Administrasi Makanan dan Obat-obatan AS telah menyetujui tes darah baru untuk membantu mendiagnosis penyakit Alzheimer. Diproduksi oleh Roche, tes ini mengukur kadar protein tau terfosforilasi dalam darah. Perkembangan ini bertujuan untuk memungkinkan skrining lebih dini dan akses ke pengobatan seperti antibodi monoklonal.
Bulan lalu, Administrasi Makanan dan Obat-obatan AS menyetujui tes darah baru yang dirancang untuk membantu diagnosis penyakit Alzheimer.

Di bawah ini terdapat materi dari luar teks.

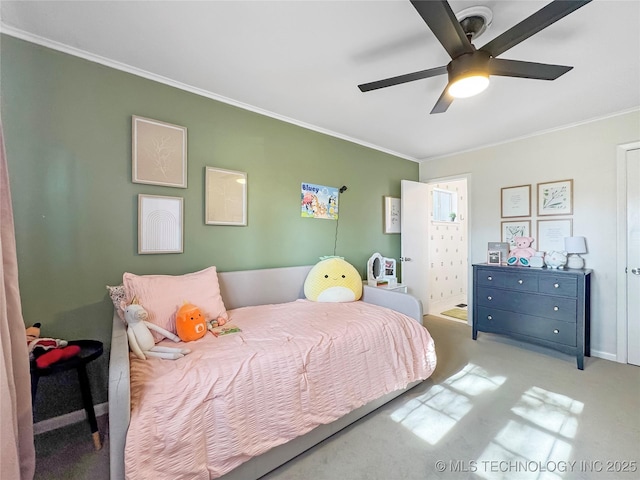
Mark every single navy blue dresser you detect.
[473,264,591,370]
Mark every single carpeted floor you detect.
[35,316,640,480]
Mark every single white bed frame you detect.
[109,266,422,480]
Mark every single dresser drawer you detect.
[477,267,507,287]
[504,272,538,292]
[475,287,577,323]
[538,275,578,297]
[477,307,576,347]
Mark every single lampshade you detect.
[564,237,587,253]
[448,74,489,98]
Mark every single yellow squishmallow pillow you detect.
[304,257,362,303]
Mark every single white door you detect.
[627,149,640,365]
[400,180,429,315]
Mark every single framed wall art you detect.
[131,115,187,188]
[536,218,573,252]
[538,180,573,216]
[384,197,400,233]
[501,220,531,248]
[138,194,184,254]
[204,167,247,226]
[487,250,502,265]
[500,185,531,218]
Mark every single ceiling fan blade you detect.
[411,0,473,58]
[358,66,447,92]
[480,0,591,57]
[488,58,573,80]
[431,84,453,114]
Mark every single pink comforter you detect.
[125,300,436,480]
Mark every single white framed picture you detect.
[500,185,531,218]
[205,167,247,226]
[138,194,184,254]
[538,218,573,252]
[501,220,531,248]
[384,197,400,233]
[538,180,573,216]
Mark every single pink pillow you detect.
[122,267,229,342]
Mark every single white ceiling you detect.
[0,0,640,160]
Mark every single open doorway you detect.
[424,177,470,323]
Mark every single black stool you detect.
[31,340,103,450]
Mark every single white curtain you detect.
[0,122,35,480]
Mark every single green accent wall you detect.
[0,35,419,421]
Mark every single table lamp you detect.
[564,237,587,269]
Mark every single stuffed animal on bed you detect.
[176,303,209,342]
[26,323,80,368]
[121,299,191,360]
[304,257,362,303]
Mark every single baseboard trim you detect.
[33,402,109,435]
[591,349,618,362]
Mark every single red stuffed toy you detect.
[26,323,80,368]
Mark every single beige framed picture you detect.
[131,115,187,188]
[138,194,184,254]
[205,167,247,226]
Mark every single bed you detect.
[109,266,436,480]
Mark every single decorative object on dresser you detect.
[473,264,591,370]
[529,252,544,268]
[487,242,511,264]
[544,250,567,269]
[564,237,587,268]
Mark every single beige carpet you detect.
[440,308,467,321]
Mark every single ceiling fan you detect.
[358,0,591,113]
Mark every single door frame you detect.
[616,141,640,363]
[420,171,473,325]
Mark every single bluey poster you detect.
[300,183,339,220]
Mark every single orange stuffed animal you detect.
[176,303,208,342]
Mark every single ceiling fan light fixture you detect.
[448,73,489,98]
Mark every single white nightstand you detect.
[362,280,407,293]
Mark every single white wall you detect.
[420,111,640,360]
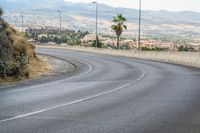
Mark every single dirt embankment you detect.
[0,9,51,83]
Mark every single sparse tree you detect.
[111,14,127,49]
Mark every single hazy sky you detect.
[65,0,200,12]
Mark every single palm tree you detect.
[111,14,127,49]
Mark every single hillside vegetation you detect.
[0,9,48,82]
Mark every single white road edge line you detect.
[0,70,146,123]
[0,61,94,94]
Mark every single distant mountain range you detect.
[0,0,200,35]
[0,0,200,25]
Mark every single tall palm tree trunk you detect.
[117,36,119,49]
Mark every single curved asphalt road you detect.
[0,49,200,133]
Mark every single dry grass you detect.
[0,56,54,84]
[28,56,53,79]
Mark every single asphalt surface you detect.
[0,49,200,133]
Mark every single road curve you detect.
[0,49,200,133]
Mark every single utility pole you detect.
[20,15,24,33]
[93,1,98,47]
[138,0,142,51]
[57,10,62,43]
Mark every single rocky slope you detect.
[0,9,45,79]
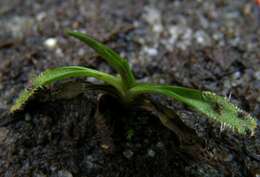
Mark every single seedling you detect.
[11,31,257,134]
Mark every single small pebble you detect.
[144,47,158,56]
[44,38,57,49]
[156,141,164,149]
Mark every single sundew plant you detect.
[11,31,257,134]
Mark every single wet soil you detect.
[0,0,260,177]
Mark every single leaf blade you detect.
[65,31,135,88]
[11,66,122,112]
[130,84,257,134]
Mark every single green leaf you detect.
[11,66,123,112]
[66,31,135,89]
[129,84,257,134]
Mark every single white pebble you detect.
[44,38,57,49]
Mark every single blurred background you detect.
[0,0,260,174]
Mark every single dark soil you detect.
[0,0,260,177]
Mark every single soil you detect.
[0,0,260,177]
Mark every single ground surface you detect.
[0,0,260,177]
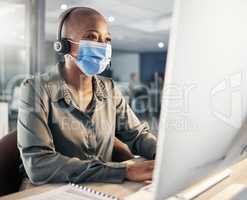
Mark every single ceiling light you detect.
[11,31,17,37]
[158,42,165,49]
[108,16,115,22]
[60,4,68,10]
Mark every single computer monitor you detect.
[153,0,247,200]
[0,102,9,139]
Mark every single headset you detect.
[53,7,80,56]
[53,7,111,67]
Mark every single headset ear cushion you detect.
[54,38,70,55]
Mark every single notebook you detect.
[21,184,119,200]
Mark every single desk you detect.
[0,159,247,200]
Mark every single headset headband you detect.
[57,7,80,41]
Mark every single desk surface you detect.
[0,159,247,200]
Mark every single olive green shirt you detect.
[17,67,156,184]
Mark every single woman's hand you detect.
[124,160,154,182]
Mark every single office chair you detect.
[0,130,22,196]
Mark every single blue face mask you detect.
[70,40,112,76]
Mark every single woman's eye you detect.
[87,34,98,41]
[106,38,111,43]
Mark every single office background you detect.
[0,0,173,138]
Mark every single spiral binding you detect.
[70,183,119,200]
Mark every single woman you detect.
[18,7,156,184]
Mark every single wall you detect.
[111,50,140,81]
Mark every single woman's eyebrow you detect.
[86,29,111,36]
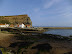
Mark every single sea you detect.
[35,26,72,36]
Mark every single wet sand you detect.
[0,33,72,54]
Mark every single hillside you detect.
[0,15,32,25]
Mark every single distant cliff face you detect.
[0,15,32,25]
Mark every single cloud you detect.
[44,0,61,9]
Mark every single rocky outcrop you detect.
[0,15,32,26]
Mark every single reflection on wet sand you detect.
[0,33,72,54]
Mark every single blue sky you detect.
[0,0,72,27]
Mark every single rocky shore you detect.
[0,33,72,54]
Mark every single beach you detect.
[0,33,72,54]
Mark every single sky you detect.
[0,0,72,27]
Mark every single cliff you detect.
[0,15,32,25]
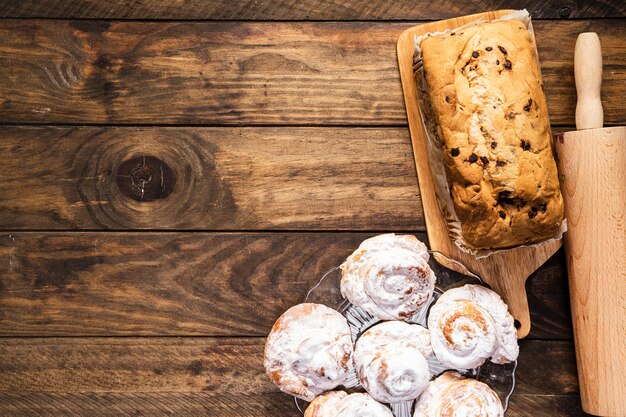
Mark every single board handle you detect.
[574,32,604,130]
[485,276,530,339]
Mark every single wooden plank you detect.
[0,392,589,417]
[0,338,580,416]
[0,232,571,339]
[0,0,626,20]
[0,127,424,230]
[0,19,626,125]
[0,337,578,396]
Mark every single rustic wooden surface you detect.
[0,0,626,417]
[0,0,626,20]
[0,19,626,126]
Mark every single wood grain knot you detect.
[115,156,176,201]
[71,129,237,229]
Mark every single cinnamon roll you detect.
[354,321,432,403]
[265,303,354,401]
[428,285,519,370]
[413,371,504,417]
[341,233,435,322]
[304,391,393,417]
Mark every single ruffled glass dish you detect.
[295,251,517,417]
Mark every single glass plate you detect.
[295,250,517,417]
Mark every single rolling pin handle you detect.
[574,32,604,130]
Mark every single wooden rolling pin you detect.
[556,33,626,417]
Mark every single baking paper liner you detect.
[413,9,567,258]
[295,250,517,417]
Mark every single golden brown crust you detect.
[420,20,563,249]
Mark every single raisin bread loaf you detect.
[420,20,563,249]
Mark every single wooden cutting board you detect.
[398,10,562,338]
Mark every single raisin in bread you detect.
[420,20,563,249]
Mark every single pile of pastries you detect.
[265,234,519,417]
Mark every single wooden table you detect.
[0,0,626,416]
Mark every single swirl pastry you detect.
[265,303,354,401]
[428,285,519,369]
[341,233,435,321]
[413,371,504,417]
[304,391,393,417]
[354,321,432,403]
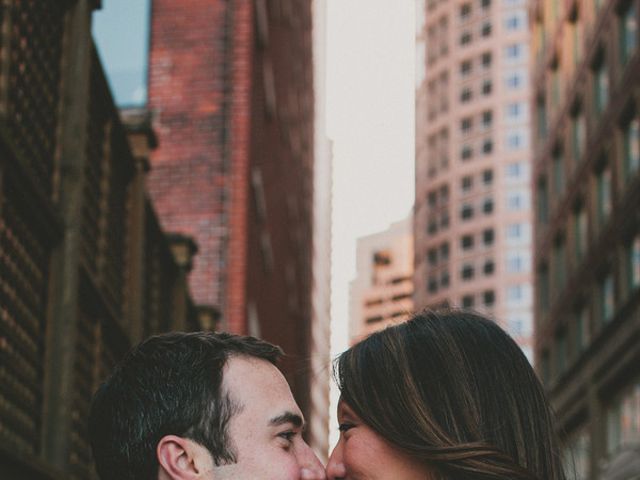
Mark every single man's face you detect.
[213,356,326,480]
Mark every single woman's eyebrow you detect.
[269,412,304,428]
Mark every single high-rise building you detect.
[307,0,333,463]
[349,218,413,344]
[148,0,320,432]
[530,0,640,479]
[414,0,533,359]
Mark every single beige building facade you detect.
[413,0,533,359]
[349,218,413,344]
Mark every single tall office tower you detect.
[149,0,314,424]
[414,0,533,359]
[349,217,413,345]
[307,0,333,463]
[530,0,640,479]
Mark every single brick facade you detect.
[149,0,314,422]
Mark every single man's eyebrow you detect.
[269,412,304,428]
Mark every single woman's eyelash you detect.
[278,430,296,442]
[338,423,354,433]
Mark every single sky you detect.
[327,0,415,353]
[92,0,151,106]
[326,0,415,445]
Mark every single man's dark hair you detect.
[89,332,282,480]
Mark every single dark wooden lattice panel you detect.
[102,123,134,314]
[69,305,129,480]
[0,0,67,196]
[0,186,50,454]
[143,204,177,335]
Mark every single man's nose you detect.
[298,442,327,480]
[327,442,347,480]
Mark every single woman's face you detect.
[327,400,431,480]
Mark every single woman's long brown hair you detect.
[334,311,565,480]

Tes tersebut, yang dinamai Elecsys pTau181 dan diproduksi oleh Roche, mengukur konsentrasi molekul spesifik dalam darah: bentuk terfosforilasi dari protein tau.

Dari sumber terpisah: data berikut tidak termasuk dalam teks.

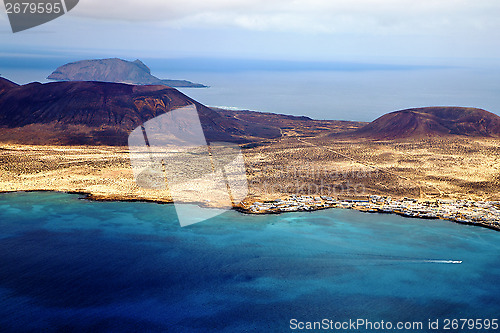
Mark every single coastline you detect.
[0,190,500,231]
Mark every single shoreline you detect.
[0,190,500,231]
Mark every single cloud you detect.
[75,0,500,34]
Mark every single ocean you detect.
[0,56,500,121]
[0,192,500,332]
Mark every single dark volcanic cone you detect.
[344,107,500,140]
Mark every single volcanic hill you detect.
[348,107,500,140]
[0,78,280,146]
[47,58,206,88]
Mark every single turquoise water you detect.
[0,193,500,332]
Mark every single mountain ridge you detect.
[344,106,500,140]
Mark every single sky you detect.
[0,0,500,63]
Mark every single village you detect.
[241,195,500,231]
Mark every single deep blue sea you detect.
[0,54,500,121]
[0,192,500,332]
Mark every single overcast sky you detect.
[0,0,500,61]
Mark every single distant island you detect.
[0,78,500,230]
[47,58,207,88]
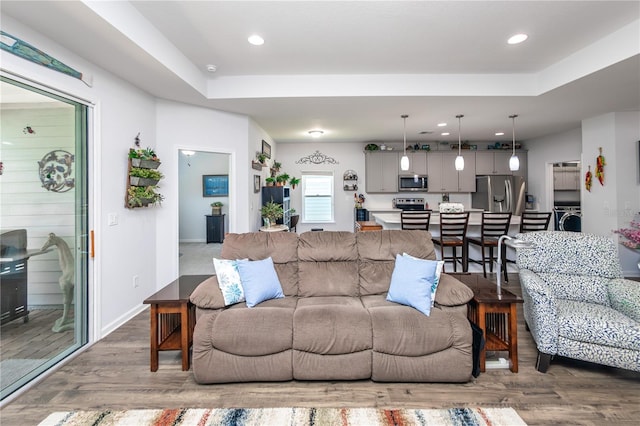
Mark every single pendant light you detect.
[400,114,409,172]
[454,114,464,171]
[509,114,520,172]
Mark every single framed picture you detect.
[262,140,271,158]
[202,175,229,197]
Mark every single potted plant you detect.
[129,167,164,186]
[127,186,164,208]
[276,173,289,186]
[260,201,284,226]
[129,148,160,169]
[256,152,267,166]
[211,201,224,216]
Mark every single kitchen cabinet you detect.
[427,151,476,192]
[476,150,522,175]
[206,214,224,244]
[365,151,400,193]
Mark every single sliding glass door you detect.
[0,77,89,399]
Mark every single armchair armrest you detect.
[607,278,640,322]
[520,269,558,355]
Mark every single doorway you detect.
[178,149,233,275]
[0,77,89,399]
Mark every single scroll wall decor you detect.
[296,150,340,164]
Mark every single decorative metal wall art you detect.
[296,150,340,164]
[38,150,75,192]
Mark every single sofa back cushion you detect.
[221,232,298,296]
[298,231,358,297]
[355,230,436,296]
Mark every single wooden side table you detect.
[144,275,211,371]
[450,274,523,373]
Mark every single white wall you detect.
[527,128,584,212]
[582,112,640,276]
[178,151,229,243]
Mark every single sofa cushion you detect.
[557,300,640,351]
[213,258,244,306]
[237,257,284,308]
[387,254,438,316]
[298,231,358,297]
[209,299,295,357]
[538,272,609,306]
[355,230,436,295]
[293,296,372,355]
[221,232,298,296]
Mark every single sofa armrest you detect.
[607,278,640,322]
[435,273,473,306]
[519,269,558,355]
[189,275,225,309]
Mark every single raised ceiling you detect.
[0,0,640,142]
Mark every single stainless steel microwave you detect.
[398,175,428,192]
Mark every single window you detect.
[302,172,333,222]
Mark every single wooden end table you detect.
[144,275,211,371]
[450,273,523,373]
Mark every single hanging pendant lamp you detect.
[400,114,409,172]
[454,114,464,171]
[509,114,520,172]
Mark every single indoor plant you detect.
[260,201,284,226]
[211,201,224,216]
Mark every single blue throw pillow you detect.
[238,257,284,308]
[402,253,444,308]
[387,254,437,316]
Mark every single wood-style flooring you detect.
[0,274,640,426]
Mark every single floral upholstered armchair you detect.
[516,231,640,373]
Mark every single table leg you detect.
[478,303,487,373]
[151,303,158,371]
[180,303,189,371]
[508,303,518,373]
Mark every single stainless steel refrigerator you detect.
[471,175,525,216]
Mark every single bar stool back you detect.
[432,212,469,272]
[467,212,511,281]
[400,210,431,231]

Tau adalah salah satu dari dua protein kunci yang terlibat dalam Alzheimer dan jenis demensia tertentu, yang lainnya adalah amiloid. Protein-protein ini menjadi rusak dan menumpuk di otak pasien yang terkena. Dipercaya bahwa penumpukan ini mengganggu komunikasi antara sel-sel otak, yang berkontribusi pada gejala yang diamati pada pasien ini.
Kit diagnostik baru seperti Elecsys pTau181 dimaksudkan untuk merevolusi skrining dini penyakit tersebut. Dengan mendeteksi biomarker ini lebih cepat, tes tersebut dapat memungkinkan pasien menerima pengobatan—seperti antibodi monoklonal—lebih dini dalam perkembangan Alzheimer. Persetujuan ini menandai langkah menuju metode diagnostik yang lebih mudah diakses dan kurang invasif dibandingkan dengan pencitraan otak tradisional atau tes cairan tulang belakang.